僕は大学では非常勤なのだけれど、就職についての相談はよく受けるし、それなりに手伝いもできてきたと思ってる。
やっぱり広告やメディア業界を希望する学生が多く、時には講義をとってない学生が、人伝に聞いて、途中から聴講に来たりもする。
最近だと、最初から「デジタル」に絞り込んでいる学生も多い。内定後もプログラミングの本を抱えていて、聞けば独学で学んでいるというのもいた。
いわゆる「文系学部」にとって、「何かを創り出せる」仕事には他にはない魅力がある。僕も就活ではそんなことを言っていたような気もするし。
だから、メディア・広告の世界に行きたい学生は、できるだけ応援するし「おもしろいよ!」と言っていたんだけど、ここに来てちょっと困ってる。

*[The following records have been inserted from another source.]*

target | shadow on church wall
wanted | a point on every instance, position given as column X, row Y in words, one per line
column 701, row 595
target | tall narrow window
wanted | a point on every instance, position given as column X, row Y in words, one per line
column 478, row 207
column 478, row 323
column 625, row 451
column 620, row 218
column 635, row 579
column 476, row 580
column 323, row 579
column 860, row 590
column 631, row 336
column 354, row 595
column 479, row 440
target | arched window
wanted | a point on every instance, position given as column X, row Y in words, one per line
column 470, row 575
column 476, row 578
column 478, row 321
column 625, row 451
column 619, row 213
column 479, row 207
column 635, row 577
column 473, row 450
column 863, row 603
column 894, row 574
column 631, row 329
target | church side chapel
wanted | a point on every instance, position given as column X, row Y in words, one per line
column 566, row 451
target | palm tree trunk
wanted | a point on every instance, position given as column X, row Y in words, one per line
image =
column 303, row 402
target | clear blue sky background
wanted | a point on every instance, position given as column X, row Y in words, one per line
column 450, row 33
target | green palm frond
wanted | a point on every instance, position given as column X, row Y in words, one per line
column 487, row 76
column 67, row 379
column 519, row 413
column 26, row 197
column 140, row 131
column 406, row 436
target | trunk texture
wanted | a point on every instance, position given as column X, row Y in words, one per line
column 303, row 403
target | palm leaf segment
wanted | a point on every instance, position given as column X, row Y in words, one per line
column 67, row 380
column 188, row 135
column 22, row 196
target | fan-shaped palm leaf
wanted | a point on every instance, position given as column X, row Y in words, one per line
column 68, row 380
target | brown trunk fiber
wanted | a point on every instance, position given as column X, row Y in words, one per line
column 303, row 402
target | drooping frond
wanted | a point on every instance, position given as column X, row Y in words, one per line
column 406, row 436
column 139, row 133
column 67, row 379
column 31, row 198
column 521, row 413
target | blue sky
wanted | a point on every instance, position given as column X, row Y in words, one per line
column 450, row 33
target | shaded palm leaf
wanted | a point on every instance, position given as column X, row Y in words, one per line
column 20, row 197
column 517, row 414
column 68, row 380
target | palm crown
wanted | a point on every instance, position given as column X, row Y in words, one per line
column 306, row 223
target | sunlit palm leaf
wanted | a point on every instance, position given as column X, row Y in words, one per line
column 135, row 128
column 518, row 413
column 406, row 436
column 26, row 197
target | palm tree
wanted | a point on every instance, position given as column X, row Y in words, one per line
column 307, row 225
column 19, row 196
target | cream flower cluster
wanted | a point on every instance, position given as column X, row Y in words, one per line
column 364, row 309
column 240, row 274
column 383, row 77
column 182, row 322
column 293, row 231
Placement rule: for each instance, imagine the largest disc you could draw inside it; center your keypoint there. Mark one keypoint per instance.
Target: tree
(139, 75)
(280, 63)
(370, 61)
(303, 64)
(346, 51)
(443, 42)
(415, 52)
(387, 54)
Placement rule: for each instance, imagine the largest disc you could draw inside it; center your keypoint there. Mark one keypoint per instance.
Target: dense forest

電通はデジタル不正と過労死の問題が、相次いで起きた。講義ではタイムリーな話題も取り上げるようにしていて、先日はDeNAのWELQの件も話したのだが、何かメディアや広告界隈って「残念な仕事」に見えてしまわないだろうか。
この時は、まだ一部のネットメディアのニュースだったが「こういうのが起きて一番よくないのは、公的規制につながるパターンなんだよ」と言っていたけど、なんか色々と動きが出てきた。
伝統ある大手から、若い企業まで含めていろんなニュースが出てくると「どんな人が集まってるんだ」と思うだろう。
それでも、学生はいろいろと自分で情報を集めて動くし、意外と冷静だ。
その一方で、結構大変なのが家族、ということになる。最近よく聞くと思うけれど、就職先について、親があれこれと意見をいうケースは多い。学生よりもニュースの表面しか見ない上に、自分の方が世の中を知っていると思い込んでいる。
時々、もっと面倒なことがあって「あの会社に大学の同期がいるから聞いてやろう」と言う親もいるのだが、わざわざ連絡するとその同期が「うちは止めておけ」言い出すということもあった。
これは、とある大手メディア関連企業の話だったのだが、僕が相談を受けてちょっと調べると「止めておけ」と言った人は、最近不遇をかこっているらしい。そりゃ、止めさせてたくなるかもしれないが、余計なお世話だ。
この時は、学生に親の説得方法を教えて、どうにかなったけど、まあいろいろとあるのだ。
もっとも不祥事自体は、いろいろな業界で起きるし、上場維持がおぼつかなくなるようなもっとすごいケースもある。
ただ、メディアや広告企業の場合は一度何か起きると、業界関係者があれこれ言い出す。そして、ネット上であることないことが一気に噴出して収拾がつかず、学生が混乱することも多い。
2年前の朝日新聞の事件も、学生に対する新聞全般のイメージダウンにつながっていると感じる。もうすぐ就活も本格化するけど、今年も売り手市場が続くとメディア業界は全体として苦戦するかもしれない。